En la distancia, oigo un ruido de sirenas.

—Tenemos que irnos —digo, apartándome.

Cojo a Amanda de la mano y tiro de ella hacia la salida. Pero Amanda se resiste, negándose a moverse, observando fijamente el cadáver.

—Amanda —digo.

—Espera.

Se suelta de mi mano y se arrodilla junto al muerto.

—¿Qué haces?

Amanda se inclina sobre el cuerpo, apoyándose en él, prácticamente tocando con la cara el destrozado cráneo. Palpa el interior de la chaqueta ensangrentada.

—Amanda…

Las sirenas aumentan en intensidad. Se dirigen hacia nosotros.

Amanda está registrando, inspeccionando los bolsillos, en busca de algo.

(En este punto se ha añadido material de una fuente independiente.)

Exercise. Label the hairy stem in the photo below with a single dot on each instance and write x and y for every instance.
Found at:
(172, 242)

—¡Lo encontré! —dice excitada. Me muestra lo que estaba buscando: una bolsa de plástico para sándwiches, cerrada con goma elástica. Contiene escamas amarillas y una pipa de cristal.

—Vamos —digo.

La aparto del cadáver y esta vez me lo permite, levantándose y guardándose la bolsa en el bolsillo delantero de sus vaqueros.

Atravesamos corriendo el almacén hasta cruzar la cortina de PVC. Saltamos desde el muelle de carga y descarga y salimos al sol. Las sirenas suenan más cercanas. Me subo al Honda y Amanda lo rodea a la carrera para subirse al asiento del pasajero.

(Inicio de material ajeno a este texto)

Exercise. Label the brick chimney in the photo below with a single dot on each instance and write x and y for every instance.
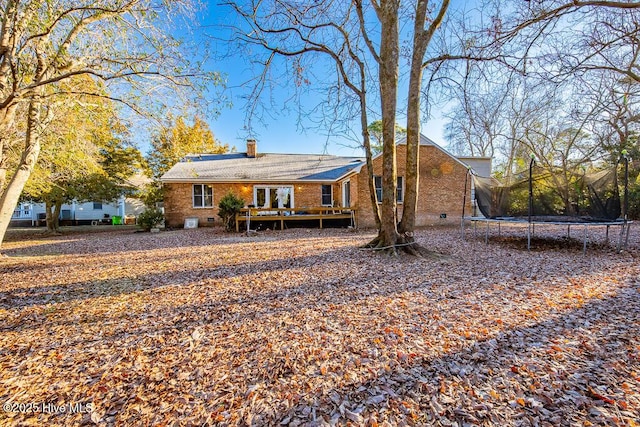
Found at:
(252, 148)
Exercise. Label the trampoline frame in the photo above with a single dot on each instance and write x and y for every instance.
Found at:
(622, 243)
(531, 220)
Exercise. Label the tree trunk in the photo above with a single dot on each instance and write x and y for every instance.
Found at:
(388, 75)
(11, 195)
(366, 140)
(408, 222)
(53, 209)
(7, 117)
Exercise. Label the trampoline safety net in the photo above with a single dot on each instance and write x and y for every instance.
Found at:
(557, 194)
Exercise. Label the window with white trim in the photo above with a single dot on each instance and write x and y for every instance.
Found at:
(273, 197)
(202, 196)
(377, 181)
(327, 195)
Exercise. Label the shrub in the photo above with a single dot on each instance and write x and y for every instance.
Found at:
(228, 207)
(150, 219)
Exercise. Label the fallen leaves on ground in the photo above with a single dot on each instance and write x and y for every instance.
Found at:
(301, 327)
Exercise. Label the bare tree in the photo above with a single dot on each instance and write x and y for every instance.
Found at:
(325, 33)
(120, 42)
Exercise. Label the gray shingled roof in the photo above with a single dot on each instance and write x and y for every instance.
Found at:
(237, 167)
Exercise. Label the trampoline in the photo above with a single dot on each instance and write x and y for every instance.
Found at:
(556, 198)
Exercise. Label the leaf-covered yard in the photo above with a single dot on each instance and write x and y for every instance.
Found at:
(302, 327)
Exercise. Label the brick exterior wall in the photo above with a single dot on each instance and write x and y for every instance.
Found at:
(440, 190)
(178, 199)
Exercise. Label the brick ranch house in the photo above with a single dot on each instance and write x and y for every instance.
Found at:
(194, 186)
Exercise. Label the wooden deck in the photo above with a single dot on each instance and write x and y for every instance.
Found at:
(283, 215)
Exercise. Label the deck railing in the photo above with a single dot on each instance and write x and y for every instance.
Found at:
(281, 215)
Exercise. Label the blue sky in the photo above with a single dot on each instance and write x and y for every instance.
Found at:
(279, 133)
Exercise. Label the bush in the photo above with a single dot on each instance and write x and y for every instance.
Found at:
(228, 207)
(150, 219)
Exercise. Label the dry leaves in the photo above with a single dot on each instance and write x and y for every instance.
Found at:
(301, 327)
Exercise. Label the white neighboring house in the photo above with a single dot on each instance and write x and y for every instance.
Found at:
(88, 213)
(34, 214)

Salimos por la puerta trasera y nos incorporamos a la carretera. Dos coches de policía cruzan la entrada principal mientras nos alejamos, haciendo sonar las sirenas y lanzando destellos rojos y azules. Por un momento, espero ruido de neumáticos y giros de ciento ochenta grados y una persecución alocada, pero cuando miro en el espejo retrovisor veo que los coches patrulla se detienen sin aspavientos frente al muelle de carga y descarga.

Los policías ignoran el Honda en el que viajan el hombre y la mujer manchados de sangre (o puede que no hayan llegado a vernos) y Amanda y yo nos alejamos velozmente hasta remontar la cima de una colina y perdernos de vista.